Cuando cualquier empresa llega al punto al que ha llegado Petro-Perú –desfinanciada, sin credibilidad y con problemas para cubrir incluso su capital de trabajo–, el menú del directorio que la lidera se reduce a elegir entre opciones difíciles, malas y pésimas. Dado el abanico poco agradable de alternativas, las decisiones que viene tomando el nuevo directorio de la petrolera estatal apuntan en la dirección correcta, pero su ejecución podría complicarse.
En entrevista con este Diario hace pocos días, el nuevo presidente de Petro-Perú, Oliver Stark, delineó parte de la visión que él y su equipo tienen para el futuro próximo de la empresa, construyendo sobre el comunicado que emitieron en mayo pasado. Entre las noticias más resaltantes está el abandono del emblemático edificio de la Av. Paseo de la República. “El último de los ocho puntos que hemos aprobado es trasladarnos todos a Talara y ver qué es lo mejor para este edificio. De repente lo mejor es concesionarlo para conseguir efectivo. O venderlo”, dijo entonces. Por supuesto, un movimiento de esta naturaleza vendría con posibles reducciones y cambios de personal, y para Petro-Perú –como sucede con varias empresas públicas– ese es un ajuste que le vendría muy bien.
La eventual concesión o venta de su oficina central podría no mover demasiado la aguja en términos financieros (el propio Stark lo reconoce), pero es sin duda una señal de que se están tomando las cosas en serio. Empresas privadas en situaciones críticas –con líneas de crédito cerradas y calificación crediticia en deterioro– deben vender o buscar la manera de generar flujos de ingresos sobre activos improductivos o poco estratégicos, y Petro-Perú no tendría por qué exceptuarse de esta regla. Hacerlo con su activo inmobiliario más notorio tiene un mérito adicional.
Quizá la decisión más importante, no obstante, es la transición hacia un contrato de gestión privada para Petro-Perú. Si se lograse, a la par de una reducción en los espacios para el manoseo político de la compañía, las principales dudas sobre la sostenibilidad de la petrolera a largo plazo podrían empezar realmente a despejarse y abrir paso a capital privado.
Nada de esto será fácil. Hay un riesgo no menor de que las valientes intenciones queden apenas como tinta en el acta del directorio. Para comenzar, sin apoyo político claro, avanzar con pie firme será muy complicado.
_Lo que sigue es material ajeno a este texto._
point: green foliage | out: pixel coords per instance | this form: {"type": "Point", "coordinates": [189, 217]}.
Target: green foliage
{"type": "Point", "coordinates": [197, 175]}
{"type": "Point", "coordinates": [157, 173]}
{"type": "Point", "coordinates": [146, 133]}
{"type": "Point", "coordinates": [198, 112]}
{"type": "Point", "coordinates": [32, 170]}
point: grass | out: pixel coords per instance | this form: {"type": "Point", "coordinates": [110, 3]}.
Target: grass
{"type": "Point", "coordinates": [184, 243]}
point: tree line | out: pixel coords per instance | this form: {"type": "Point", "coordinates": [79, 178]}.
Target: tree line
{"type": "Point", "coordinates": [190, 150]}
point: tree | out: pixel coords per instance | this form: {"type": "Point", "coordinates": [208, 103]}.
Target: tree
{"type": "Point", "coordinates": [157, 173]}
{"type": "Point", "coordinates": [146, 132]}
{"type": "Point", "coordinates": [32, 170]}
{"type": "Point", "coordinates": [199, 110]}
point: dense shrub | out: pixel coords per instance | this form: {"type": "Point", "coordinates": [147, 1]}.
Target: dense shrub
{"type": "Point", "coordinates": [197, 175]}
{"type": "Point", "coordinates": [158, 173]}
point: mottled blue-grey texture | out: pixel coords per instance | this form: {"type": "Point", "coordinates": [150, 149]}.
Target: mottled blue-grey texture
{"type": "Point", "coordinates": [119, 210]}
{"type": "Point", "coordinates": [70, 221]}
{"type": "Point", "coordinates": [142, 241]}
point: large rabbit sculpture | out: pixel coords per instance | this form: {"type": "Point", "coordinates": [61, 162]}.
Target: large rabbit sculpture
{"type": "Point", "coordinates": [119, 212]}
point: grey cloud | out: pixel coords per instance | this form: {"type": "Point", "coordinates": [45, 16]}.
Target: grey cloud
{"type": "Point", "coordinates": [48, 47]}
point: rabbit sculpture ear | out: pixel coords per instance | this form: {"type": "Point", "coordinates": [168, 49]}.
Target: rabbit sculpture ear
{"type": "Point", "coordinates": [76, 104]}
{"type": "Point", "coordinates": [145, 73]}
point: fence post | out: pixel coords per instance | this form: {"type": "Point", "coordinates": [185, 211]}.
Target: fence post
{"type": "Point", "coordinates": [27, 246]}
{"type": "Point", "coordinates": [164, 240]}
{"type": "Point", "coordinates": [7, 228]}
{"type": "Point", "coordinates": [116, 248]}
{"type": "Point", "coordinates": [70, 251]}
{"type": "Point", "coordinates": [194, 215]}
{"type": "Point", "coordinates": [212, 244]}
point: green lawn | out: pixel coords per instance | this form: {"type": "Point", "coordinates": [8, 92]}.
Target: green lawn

Los ministerios de Economía y Finanzas (MEF) y de Energía y Minas (Minem), accionistas de la empresa, deben otorgar todo el apoyo y decirlo sin ambages. Eventualmente, podría tener que ser el propio Congreso el que emita legislación que respalde algunas de las movidas más audaces.
En segundo lugar, se sabe de sobra que la resistencia interna de trabajadores de Petro-Perú (o, como la llamó un expresidente de la institución, la “cofradía”) no es de peso ligero. Su capacidad de presión es grande, su conocimiento de la empresa profundo y sus intereses gigantescos. Dar pasos veloces en contra de la burocracia interna será una labor colosal. Si contratos relativamente pequeños de compras pueden alargarse años cuando trabajadores claves así lo prefieren (en contra de los mandatos del directorio), cambios mayúsculos pueden sabotearse con relativa facilidad si no hay atención constante.
Finalmente, las buenas intenciones o un plan adecuado no desaparecen por arte de magia la monstruosa deuda de la compañía, ni sus problemas operativos. Este año, por ejemplo, la paralización de la unidad de flexicoking en la Refinería de Talara ha sumado a los miles de millones de dólares de pérdida de la empresa. El refinanciamiento de la deuda es una parte crítica de la gestión de los próximos meses, y ahí no hay nada garantizado. No se descarta que se vuelva a pedir dinero al Tesoro Público.
El directorio, en suma, ha dado señales y tomado decisiones en la dirección correcta. Estas habían sido pospuestas por demasiado tiempo. Pero ahora viene la parte difícil.